The Communications Workers Union (CWU) is out for blood, after it lodged an urgent prevention application over the sale of Vodacom to Vodafone.
Minutes before Vodacom announced all conditions of the merger had finally been met, the CWU lodged an urgent application in the Pretoria High Court to have the process halted.
The union has been vocal about its opposition to the merger and the interdict is no surprise to most industry watchers.
CWU's secretary general, Gallant Roberts, says: “Telkom and all others involved in this transaction have shown gross undermining of our organisation and the public in general, in the way that this matter was handled.”
He says the union should have been, but never was, properly consulted on the process to have Vodacom freed from Telkom. The union is fuming over the lack of consultation. “We had no other option but to use the law to force all parties to properly consult CWU, as we have members in both Telkom and Vodacom.”
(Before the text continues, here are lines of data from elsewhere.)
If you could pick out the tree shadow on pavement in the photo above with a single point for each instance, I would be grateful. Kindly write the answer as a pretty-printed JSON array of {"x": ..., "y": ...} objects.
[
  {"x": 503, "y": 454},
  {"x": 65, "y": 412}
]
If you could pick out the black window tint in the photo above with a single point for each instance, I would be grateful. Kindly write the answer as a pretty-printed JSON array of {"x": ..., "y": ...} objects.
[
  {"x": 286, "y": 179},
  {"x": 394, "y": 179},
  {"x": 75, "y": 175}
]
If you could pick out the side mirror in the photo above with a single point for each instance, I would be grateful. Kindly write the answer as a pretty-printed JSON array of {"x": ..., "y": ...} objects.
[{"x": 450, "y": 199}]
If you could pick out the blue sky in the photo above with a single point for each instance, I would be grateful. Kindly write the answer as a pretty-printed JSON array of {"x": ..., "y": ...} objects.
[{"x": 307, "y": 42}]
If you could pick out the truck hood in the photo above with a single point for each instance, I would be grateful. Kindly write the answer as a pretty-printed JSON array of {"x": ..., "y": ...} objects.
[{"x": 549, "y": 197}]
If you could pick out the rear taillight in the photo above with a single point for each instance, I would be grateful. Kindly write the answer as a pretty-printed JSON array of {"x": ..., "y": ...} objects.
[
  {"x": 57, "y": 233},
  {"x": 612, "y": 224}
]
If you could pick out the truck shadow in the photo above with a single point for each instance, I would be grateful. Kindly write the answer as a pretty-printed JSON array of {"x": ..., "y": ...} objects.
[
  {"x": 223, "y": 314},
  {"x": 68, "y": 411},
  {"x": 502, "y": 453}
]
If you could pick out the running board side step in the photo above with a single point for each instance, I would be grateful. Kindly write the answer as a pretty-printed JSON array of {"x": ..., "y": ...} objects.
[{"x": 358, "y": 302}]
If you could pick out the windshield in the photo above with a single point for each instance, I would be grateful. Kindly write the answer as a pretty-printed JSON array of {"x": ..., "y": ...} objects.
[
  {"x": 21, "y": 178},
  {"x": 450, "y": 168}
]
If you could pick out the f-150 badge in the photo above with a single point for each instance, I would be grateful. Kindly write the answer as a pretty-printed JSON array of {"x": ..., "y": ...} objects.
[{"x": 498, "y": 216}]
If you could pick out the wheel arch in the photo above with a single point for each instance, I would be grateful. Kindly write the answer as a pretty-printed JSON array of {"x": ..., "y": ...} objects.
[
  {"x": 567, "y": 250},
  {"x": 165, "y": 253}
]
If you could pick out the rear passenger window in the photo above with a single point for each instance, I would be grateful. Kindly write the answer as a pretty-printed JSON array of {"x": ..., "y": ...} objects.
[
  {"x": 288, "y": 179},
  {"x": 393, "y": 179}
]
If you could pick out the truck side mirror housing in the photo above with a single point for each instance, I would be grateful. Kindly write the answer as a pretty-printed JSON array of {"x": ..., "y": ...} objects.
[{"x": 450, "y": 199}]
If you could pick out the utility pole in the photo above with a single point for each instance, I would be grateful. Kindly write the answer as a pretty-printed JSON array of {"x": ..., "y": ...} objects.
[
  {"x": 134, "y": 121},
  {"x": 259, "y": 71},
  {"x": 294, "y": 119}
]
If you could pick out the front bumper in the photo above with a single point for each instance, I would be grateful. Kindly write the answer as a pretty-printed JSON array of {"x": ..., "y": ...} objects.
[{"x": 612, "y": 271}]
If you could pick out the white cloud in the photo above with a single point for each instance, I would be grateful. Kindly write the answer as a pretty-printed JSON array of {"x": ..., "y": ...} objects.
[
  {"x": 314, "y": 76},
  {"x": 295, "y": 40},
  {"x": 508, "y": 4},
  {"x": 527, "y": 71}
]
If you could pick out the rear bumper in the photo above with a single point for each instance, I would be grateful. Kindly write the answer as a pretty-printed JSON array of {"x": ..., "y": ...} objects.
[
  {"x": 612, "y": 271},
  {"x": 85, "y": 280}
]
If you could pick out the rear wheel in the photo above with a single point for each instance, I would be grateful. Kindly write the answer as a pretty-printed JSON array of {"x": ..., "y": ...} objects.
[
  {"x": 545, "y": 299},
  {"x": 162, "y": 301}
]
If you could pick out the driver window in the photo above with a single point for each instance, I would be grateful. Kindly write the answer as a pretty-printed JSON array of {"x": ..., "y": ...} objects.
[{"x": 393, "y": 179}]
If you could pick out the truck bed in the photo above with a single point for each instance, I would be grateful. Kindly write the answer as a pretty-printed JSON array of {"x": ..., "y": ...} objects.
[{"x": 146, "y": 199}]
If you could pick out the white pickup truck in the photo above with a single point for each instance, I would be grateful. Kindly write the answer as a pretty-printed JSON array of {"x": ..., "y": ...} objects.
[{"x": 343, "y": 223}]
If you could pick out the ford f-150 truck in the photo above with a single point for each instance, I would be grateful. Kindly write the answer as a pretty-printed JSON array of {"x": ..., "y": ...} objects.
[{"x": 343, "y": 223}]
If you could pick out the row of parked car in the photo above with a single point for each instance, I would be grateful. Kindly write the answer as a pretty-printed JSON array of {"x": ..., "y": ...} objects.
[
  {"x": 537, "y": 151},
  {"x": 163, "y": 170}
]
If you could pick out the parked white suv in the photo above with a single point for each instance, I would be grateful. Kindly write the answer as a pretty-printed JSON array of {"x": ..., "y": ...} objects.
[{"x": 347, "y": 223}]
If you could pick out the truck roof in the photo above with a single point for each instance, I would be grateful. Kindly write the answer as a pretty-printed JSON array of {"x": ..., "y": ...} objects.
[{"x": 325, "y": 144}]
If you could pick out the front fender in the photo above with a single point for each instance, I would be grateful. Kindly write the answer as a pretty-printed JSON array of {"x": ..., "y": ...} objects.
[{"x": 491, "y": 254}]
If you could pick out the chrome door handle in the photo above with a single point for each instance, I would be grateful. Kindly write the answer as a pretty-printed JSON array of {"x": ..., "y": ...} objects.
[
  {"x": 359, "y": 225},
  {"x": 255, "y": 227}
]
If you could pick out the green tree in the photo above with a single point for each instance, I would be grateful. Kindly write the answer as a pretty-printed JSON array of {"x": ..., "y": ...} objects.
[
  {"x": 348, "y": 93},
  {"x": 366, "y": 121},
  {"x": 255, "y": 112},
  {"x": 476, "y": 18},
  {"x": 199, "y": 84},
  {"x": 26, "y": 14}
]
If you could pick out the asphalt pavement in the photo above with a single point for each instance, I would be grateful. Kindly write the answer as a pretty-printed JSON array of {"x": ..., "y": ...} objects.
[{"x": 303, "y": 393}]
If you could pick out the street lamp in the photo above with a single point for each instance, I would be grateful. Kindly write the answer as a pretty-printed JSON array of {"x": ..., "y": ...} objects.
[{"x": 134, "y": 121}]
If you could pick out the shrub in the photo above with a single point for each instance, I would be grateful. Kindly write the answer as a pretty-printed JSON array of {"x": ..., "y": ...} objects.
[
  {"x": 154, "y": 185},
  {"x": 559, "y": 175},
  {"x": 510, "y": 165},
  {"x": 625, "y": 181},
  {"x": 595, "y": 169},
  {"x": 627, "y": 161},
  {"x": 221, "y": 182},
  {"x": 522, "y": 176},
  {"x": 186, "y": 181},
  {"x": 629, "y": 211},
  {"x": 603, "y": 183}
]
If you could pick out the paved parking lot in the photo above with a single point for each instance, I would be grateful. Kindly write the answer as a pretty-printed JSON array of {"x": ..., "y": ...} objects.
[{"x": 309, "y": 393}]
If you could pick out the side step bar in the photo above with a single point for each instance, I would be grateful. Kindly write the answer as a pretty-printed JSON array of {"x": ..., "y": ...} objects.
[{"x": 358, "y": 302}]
All three companies have maintained the unions have been consulted on each step of the process. However, the union is adamant it has battled for information from the companies since the start of the process.
Roberts says the union would never have supported the sale of Vodacom to Vodafone, and a transaction of its nature should never have taken place. “Vodafone is a European company and SA companies should not be in foreign hands.”
Fighting chance
The union's application will be heard tomorrow at the High Court, which will determine whether to grant the interdict against the sale. The CWU has been discussing possible mechanisms of being heard since before January.
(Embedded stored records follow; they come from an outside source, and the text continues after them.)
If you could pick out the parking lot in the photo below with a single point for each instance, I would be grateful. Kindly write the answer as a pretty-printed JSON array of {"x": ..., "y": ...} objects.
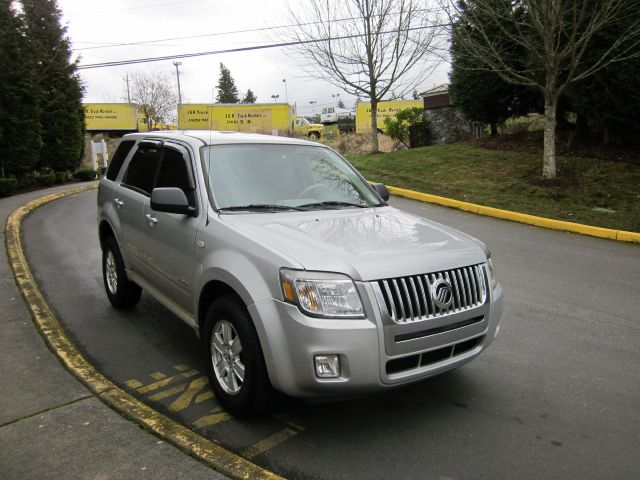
[{"x": 556, "y": 395}]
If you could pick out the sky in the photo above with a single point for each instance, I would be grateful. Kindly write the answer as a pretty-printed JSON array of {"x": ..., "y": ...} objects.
[{"x": 97, "y": 31}]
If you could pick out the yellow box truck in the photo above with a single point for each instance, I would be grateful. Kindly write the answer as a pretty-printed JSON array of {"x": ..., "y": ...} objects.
[
  {"x": 267, "y": 118},
  {"x": 385, "y": 109}
]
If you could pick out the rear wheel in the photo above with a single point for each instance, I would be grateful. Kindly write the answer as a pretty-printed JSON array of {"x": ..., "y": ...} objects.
[
  {"x": 234, "y": 360},
  {"x": 122, "y": 292}
]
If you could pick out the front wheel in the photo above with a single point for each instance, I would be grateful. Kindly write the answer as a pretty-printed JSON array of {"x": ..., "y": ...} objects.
[
  {"x": 234, "y": 360},
  {"x": 122, "y": 292}
]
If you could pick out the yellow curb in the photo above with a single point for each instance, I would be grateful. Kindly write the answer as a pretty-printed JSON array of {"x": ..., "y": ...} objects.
[
  {"x": 620, "y": 235},
  {"x": 199, "y": 447}
]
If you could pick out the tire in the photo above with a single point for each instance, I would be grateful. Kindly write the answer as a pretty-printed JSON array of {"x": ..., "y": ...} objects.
[
  {"x": 234, "y": 361},
  {"x": 122, "y": 292}
]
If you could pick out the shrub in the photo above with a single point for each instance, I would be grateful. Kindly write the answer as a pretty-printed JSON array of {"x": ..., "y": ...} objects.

Roberts is convinced the organisation has good legal standing, because Vodacom, Vodafone and Telkom have a memorandum of understanding with the Department of Communications, which stipulates the labour unions must be consulted throughout the process.
Telkom says it will fight the application, and the fixed-line company will likely present those arguments at the High Court hearings tomorrow.
Telkom, Vodacom and the CWU have had a long embattled history, with Telkom fighting the union on wage issues and Vodacom battling it over its black empowerment transaction from last year.
Ready to roll
Vodacom and Telkom would have hoped to avoid this kind of hurdle, specifically since all the regulatory approvals have been made and all other recommended conditions have been met, albeit two weeks off schedule.
Vodacom has pushed back the listing to 18 May. While Vodacom's JSE debut will be roughly two weeks late, the companies are keen to part ways and begin making their own African imprint as independent telecoms groups.
The companies have been busily signing deals and building opportunities that can only be carried out if they are separated. Telkom's latest is a deal with AT&T that will see it competing in the African space, and Vodacom has plans to aggressively take on the same market.
The current contractual agreement between Vodacom and Telkom means neither can effectively compete in Africa while they are joined. Should the High Court application be granted in favour of the union, plans for Telkom to have fully unbundled Vodacom by 18 May will be scuppered.
Despite the trouble, Vodacom still plans to release its maiden results for the year ended 31 March, the day after it expects to list.